Francis Mangeni, who is director of trade at the COMESA secretariat situated in the Zambian capital Lusaka, said the barriers were reducing the gains from trade by restricting domestic market access to regional exporters.
Non-tariff barriers were also denying consumers welfare enhancing opportunities which arise from access to reasonably priced regional imports, he added.
"The strong intra and inter-regional trade growth that is the target of the on-going negotiations for a tripartite trading arrangement from the current levels of less than 10 percent to.. over 25 percent should serve as a reminder of the prevailing potential for economic prosperity that we can all obtain thus alleviating poverty in our regions," he was quoted as saying by the paper at the start of a meeting on non-tariff barriers online reporting, monitoring and eliminating mechanism in Lusaka.

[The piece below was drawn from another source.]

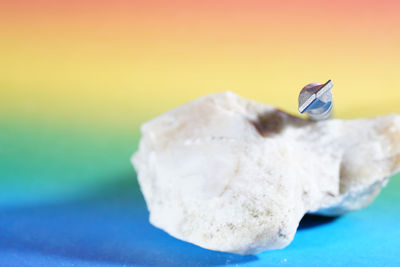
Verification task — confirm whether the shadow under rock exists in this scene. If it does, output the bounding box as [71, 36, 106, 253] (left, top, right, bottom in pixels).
[0, 174, 257, 266]
[297, 214, 339, 230]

The regional blocs, namely COMESA, the Eastern African Community (EAC) and the Southern African Development Community (SADC) have been holding discussions on the possibility of coming up with a tripartite free trading agreement. COMESA launched its free trading agreement in 2000.
COMESA, with 19 member states, is the largest trading bloc in Africa with a combined population of 425 million people and a combined Gross Domestic Product (GDP) of 450 billion U.S. dollars.